Demam berdarah dengue (DBD) adalah penyakit infeksi yang
disebabkan oleh virus dengue dan mengakibatkan spektrum manifestasi klinis yang
bervariasi antara yang paling ringan, demam dengue (DD), DBD dan demam dengue
yang disertai renjatan atau dengue shock syndrome (DSS); ditularkan nyamuk
Aedes aegypti dan Ae. albopictus yang terinfeksi.
Host alami DBD adalah manusia, agentnya adalah virus dengue
yang termasuk ke dalam famili Flaviridae dan genus Flavivirus, terdiri dari 4
serotipe yaitu Den-1, Den-2, Den-3 dan Den-4. Dalam 50 tahun terakhir, kasus
DBD meningkat 30 kali lipat dengan peningkatan ekspansi geografis ke negara negara
baru dan, dalam dekade ini, dari kota ke lokasi pedesaan. Penderitanya banyak
ditemukan di sebagian besar wilayah tropis dan subtropis, terutama Asia
Tenggara, Amerika Tengah, Amerika dan Karibia.
Virus dengue dilaporkan telah menjangkiti lebih dari 100
negara, terutama di daerah perkotaan yang berpenduduk padat dan pemukiman di
Brazil dan bagian lain Amerika Selatan, Karibia, Asia Tenggara, dan India.

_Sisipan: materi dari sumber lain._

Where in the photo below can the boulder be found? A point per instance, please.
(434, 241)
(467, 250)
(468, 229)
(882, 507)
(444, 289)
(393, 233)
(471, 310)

Jumlah orang yang terinfeksi diperkirakan sekitar 50 sampai 100 juta orang,
setengahnya dirawat di rumah sakit dan mengakibatkan 22.000 kematian setiap
tahun; diperkirakan 2,5 miliar orang atau hampir 40 persen populasi dunia,
tinggal di daerah endemis DBD yang memungkinkan terinfeksi virus dengue melalui
gigitan nyamuk setempat.
Jumlah kasus DBD tidak pernah menurun di beberapa daerah
tropik dan subtropik bahkan cenderung terus meningkat dan banyak menimbulkan
kematian pada anak 90% di antaranya menyerang anak di bawah 15 tahun. Di
Indonesia, setiap tahunnya selalu terjadi KLB di beberapa provinsi, yang
terbesar terjadi tahun 1998 dan 2004 dengan jumlah penderita 79.480 orang
dengan kematian sebanyak 800 orang lebih.14 Pada tahun-tahun berikutnya jumlah
kasus terus naik tapi jumlah kematian turun secara bermakna dibandingkan tahun
2004. Misalnya jumlah kasus tahun 2008 sebanyak 137.469 orang dengan kematian
1.187 orang atau case fatality rate (CFR) 0,86% serta kasus tahun 2009 sebanyak
154.855 orang dengan kematian 1.384 orang atau CFR 0,89%.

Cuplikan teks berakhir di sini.